Von ganz allein wachte er auf. Das kam sonst nur am Wochenende oder in den Ferien vor. Doch heute war Montag – das war ja das Problem. 7 Uhr 27. Niemand hatte ihn geweckt!

Sofort kehrte die Wut zurück, sie fuhr wie ein Stromstoß in seinen schmalen Körper. Janek schnellte hoch und kam federnd auf die Füße, sprang zum Fenster und ließ das Rollo hochschnappen. Die Morgensonne stach herein und blendete ihn für einen Augenblick. Er wandte sich vom Fenster ab, während schwarze Punkte vor seinen Augenlidern tanzten. Dann hielt er inne, drehte sich langsam zum Fenster zurück und schaute noch einmal hinaus, wobei er schützend eine Hand über die Stirn hielt. Etwas da draußen hatte ihn irritiert. Aber jetzt war es nicht mehr da – oder, wenn es doch noch da war, dann fiel es ihm nicht mehr auf. Was er sah, schien vollkommen normal: Die Garagen gegenüber warfen lange Schatten in den Hof. Der verrostete Ring des Basketballkorbs an der linken Hofmauer schimmerte rostrot im Morgenlicht. Und an dem alten Apfelbaum schnüffelte Tassilo, der unfreundliche Riesenschnauzer des unfreundlichen Herrn Hartmann aus dem Erdgeschoss.

Das jämmerliche Fleckchen Gras rings um den Baum wurde von den Erwachsenen im Haus als Grünfläche bezeichnet und führte ständig zu erbitterten Kleinkriegen zwischen den Nachbarn; vor allem wegen Tassilo natürlich, der jeden Tag, im Sommer wie im Winter, morgens erst einmal an diesen Baum kackte. Genau wie jetzt. Und gleich würde der unfreundliche Herr Hartmann aus seiner Erdgeschosswohnung geflitzt kommen, mit einem Sandkastenschäufelchen und einer kleinen Mülltüte in der Hand, um das Geschäft seines Hundes zu beseitigen.

Genau das war der Zeitpunkt, an dem normalerweise auch Janek Janczar aus dem Haus geflitzt kam, mit geputzten Zähnen und hochgestylten Haaren, mit Müsli im Bauch und Pausenbrot in der Schultasche, um über den Hof zur Straße hinaus und zur Bahn zu laufen.

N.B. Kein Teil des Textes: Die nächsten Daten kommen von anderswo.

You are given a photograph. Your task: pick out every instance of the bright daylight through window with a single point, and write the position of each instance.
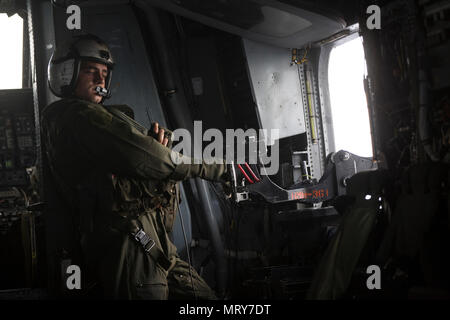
(346, 71)
(11, 39)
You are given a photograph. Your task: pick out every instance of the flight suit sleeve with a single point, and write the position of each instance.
(111, 142)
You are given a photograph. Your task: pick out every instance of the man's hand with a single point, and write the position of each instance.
(158, 134)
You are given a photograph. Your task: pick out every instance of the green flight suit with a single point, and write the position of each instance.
(119, 180)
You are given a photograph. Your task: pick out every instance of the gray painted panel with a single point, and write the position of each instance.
(276, 88)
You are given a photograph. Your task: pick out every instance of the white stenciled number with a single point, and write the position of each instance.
(374, 21)
(374, 281)
(74, 280)
(74, 20)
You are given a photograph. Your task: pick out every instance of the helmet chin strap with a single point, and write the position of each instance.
(103, 92)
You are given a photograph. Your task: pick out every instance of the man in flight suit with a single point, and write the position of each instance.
(118, 180)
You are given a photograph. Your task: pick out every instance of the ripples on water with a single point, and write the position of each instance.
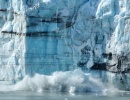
(71, 85)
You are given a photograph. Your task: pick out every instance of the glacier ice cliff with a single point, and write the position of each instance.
(44, 36)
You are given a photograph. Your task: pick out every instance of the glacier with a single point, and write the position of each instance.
(40, 38)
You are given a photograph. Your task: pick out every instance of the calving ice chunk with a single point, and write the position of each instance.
(44, 36)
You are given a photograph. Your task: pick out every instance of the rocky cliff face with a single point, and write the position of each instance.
(43, 36)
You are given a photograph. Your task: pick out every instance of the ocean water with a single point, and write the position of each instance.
(26, 95)
(70, 85)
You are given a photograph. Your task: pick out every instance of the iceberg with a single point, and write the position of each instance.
(42, 37)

Eigentlich.

Er riss sich vom Fenster los, vor Wut bebend. Unfassbar, sie hatten ihn tatsächlich allein gelassen! Er rannte in die Küche, ins Wohnzimmer, ins Bad, in Adas Zimmer, ins Elternschlafzimmer und wieder zurück in die Küche. Nicht mal Frühstück hatten sie ihm übrig gelassen! Der Küchentisch war leer und sauber gewischt, als wäre heute Morgen überhaupt niemand hier gewesen, als hätten seine Eltern und seine große Schwester nicht wie jeden Morgen gefrühstückt, bevor sie aufgebrochen waren – Ada zur Schule, Papa ins Büro und Mama in ihren Laden.

Okay. Janek hatte sich gestern Abend ätzend benommen, war vielleicht ein wenig zu weit gegangen. Aber musste man als Elfjähriger damit rechnen, dass alle Großen plötzlich wortwörtlich nehmen, was man sagt? Wollten sie ihm jetzt eine Lektion erteilen, oder was? Er stellte sich vor, wie die drei hier beim Frühstück gesessen, getuschelt und unterdrückt gekichert haben mussten; leise, um ihn nicht zu wecken.

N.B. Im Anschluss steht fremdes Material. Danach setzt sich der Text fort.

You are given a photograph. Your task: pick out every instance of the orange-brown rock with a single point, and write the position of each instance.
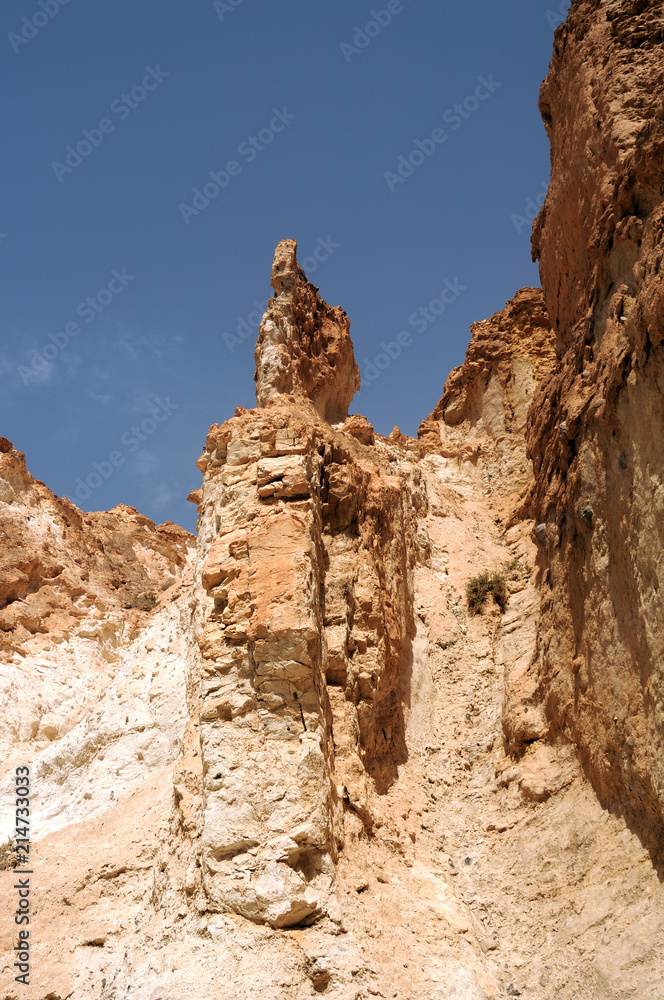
(594, 425)
(481, 417)
(304, 349)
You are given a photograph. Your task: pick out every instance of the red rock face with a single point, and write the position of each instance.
(595, 426)
(304, 347)
(481, 416)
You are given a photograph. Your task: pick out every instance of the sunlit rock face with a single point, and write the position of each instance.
(304, 348)
(595, 426)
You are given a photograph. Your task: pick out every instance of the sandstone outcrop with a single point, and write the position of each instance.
(481, 416)
(283, 759)
(307, 540)
(594, 427)
(304, 347)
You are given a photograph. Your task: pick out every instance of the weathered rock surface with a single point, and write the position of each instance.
(594, 431)
(309, 770)
(304, 348)
(481, 417)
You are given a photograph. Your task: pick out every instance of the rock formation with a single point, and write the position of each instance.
(284, 759)
(303, 346)
(593, 433)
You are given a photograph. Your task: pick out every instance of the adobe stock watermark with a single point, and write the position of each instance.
(223, 7)
(121, 107)
(87, 310)
(378, 21)
(249, 149)
(130, 442)
(557, 16)
(454, 117)
(419, 320)
(31, 26)
(530, 211)
(247, 329)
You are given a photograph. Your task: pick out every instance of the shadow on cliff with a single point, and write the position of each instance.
(389, 750)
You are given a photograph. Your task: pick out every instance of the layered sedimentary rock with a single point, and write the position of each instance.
(306, 546)
(74, 588)
(481, 416)
(595, 426)
(303, 346)
(309, 769)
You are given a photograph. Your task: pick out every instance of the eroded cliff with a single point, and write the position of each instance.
(594, 430)
(287, 760)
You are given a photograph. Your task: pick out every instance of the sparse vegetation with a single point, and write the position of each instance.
(8, 857)
(484, 584)
(146, 602)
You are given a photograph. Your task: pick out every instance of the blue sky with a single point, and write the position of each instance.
(131, 301)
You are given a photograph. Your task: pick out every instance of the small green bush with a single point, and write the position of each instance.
(146, 602)
(8, 858)
(479, 588)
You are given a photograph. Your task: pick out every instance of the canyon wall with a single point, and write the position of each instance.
(594, 430)
(285, 758)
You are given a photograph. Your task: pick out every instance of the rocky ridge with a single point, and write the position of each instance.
(309, 770)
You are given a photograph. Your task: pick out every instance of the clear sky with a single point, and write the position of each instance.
(156, 152)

»Der will uns nicht mehr sehen?«, hatte Ada vielleicht gesagt. »Kann er haben! Der wird sich ganz schön wundern.«

»Ob wir ihm nicht doch wenigstens einen Zettel hinlegen?«, könnte Mama dann überlegt haben.

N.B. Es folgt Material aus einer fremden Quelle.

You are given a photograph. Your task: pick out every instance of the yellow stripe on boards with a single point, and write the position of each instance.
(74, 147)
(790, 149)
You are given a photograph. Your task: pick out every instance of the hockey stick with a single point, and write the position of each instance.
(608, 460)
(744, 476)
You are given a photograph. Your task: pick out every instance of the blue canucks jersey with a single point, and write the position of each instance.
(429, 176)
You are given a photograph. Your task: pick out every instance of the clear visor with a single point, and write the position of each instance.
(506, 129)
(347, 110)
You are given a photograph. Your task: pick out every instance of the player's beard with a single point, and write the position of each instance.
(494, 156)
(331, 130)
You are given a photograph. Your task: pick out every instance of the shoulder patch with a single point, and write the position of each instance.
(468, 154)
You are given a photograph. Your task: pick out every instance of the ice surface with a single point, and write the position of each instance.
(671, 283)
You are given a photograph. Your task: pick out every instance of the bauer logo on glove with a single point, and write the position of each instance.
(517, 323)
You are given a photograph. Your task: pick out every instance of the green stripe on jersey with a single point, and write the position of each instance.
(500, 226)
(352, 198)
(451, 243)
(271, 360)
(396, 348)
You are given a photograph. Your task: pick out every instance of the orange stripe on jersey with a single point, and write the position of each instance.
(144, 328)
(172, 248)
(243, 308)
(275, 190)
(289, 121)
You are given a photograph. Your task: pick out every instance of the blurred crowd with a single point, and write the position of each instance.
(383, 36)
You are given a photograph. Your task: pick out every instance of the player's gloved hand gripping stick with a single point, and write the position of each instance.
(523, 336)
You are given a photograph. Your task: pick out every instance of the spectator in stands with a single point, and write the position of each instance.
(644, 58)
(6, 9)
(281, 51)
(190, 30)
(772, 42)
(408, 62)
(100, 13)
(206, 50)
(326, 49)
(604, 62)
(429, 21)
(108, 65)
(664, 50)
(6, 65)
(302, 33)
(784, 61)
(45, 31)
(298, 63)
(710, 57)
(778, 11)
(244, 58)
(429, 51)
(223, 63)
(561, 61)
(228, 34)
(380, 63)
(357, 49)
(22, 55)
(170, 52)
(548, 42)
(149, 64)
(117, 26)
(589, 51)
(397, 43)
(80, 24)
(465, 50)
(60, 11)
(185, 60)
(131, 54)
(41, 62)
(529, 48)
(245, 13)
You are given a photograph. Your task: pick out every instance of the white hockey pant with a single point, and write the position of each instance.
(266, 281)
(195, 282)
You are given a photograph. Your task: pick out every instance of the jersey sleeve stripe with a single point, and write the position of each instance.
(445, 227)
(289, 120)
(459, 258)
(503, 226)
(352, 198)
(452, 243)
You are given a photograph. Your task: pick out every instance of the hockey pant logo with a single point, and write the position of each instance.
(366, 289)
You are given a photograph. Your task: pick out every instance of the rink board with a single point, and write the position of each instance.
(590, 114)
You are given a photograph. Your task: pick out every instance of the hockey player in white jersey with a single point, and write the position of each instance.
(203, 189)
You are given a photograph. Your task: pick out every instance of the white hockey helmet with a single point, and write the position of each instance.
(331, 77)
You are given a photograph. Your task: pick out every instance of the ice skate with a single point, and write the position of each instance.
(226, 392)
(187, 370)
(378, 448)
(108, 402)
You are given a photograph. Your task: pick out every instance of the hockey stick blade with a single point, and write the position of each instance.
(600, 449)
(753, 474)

Aber Papa dürfte ihr widersprochen haben: »So lernt er nie, Verantwortung für sich selbst zu übernehmen.«

Was der halt dauernd sagte.

Janek schüttelte den Kopf. Durch die Szene, die er sich soeben in der Fantasie ausgemalt hatte, erschien die ganze Sache zwar weniger unwirklich, war aber trotzdem nicht zu fassen.

Er stieg auf die Eckbank und wuchtete das schwere Müsliglas vom Regal, nahm eine Schale vom Bord und holte Milch aus dem Kühlschrank. War das überhaupt erlaubt, dass Eltern sich mit der großen Tochter aus der Wohnung schlichen und den kleinen Sohn allein in seinem Bett zurückließen? Was würden seine Eltern sagen, wenn er jetzt einfach die Polizei anriefe – armer kleiner Junge zu Hause vergessen? Er füllte einen Berg Müsli in die Schale und häufte einen zweiten aus Zucker obendrauf. Wer wollte ihm das jetzt verbieten, he? Am liebsten würde er sich mit Müsliglas und Zuckerdose im Wohnzimmer vor den Fernseher pflanzen und den ganzen Tag im Schlafanzug verbringen. Allein und völlig verwahrlost. Armer kleiner Junge … das waren doch sonst die Worte von Ada: oh, der arme kleine Janek. Immer, wenn er hilflos und wütend war, von allen Mitgliedern dieser Familie komplett unverstanden.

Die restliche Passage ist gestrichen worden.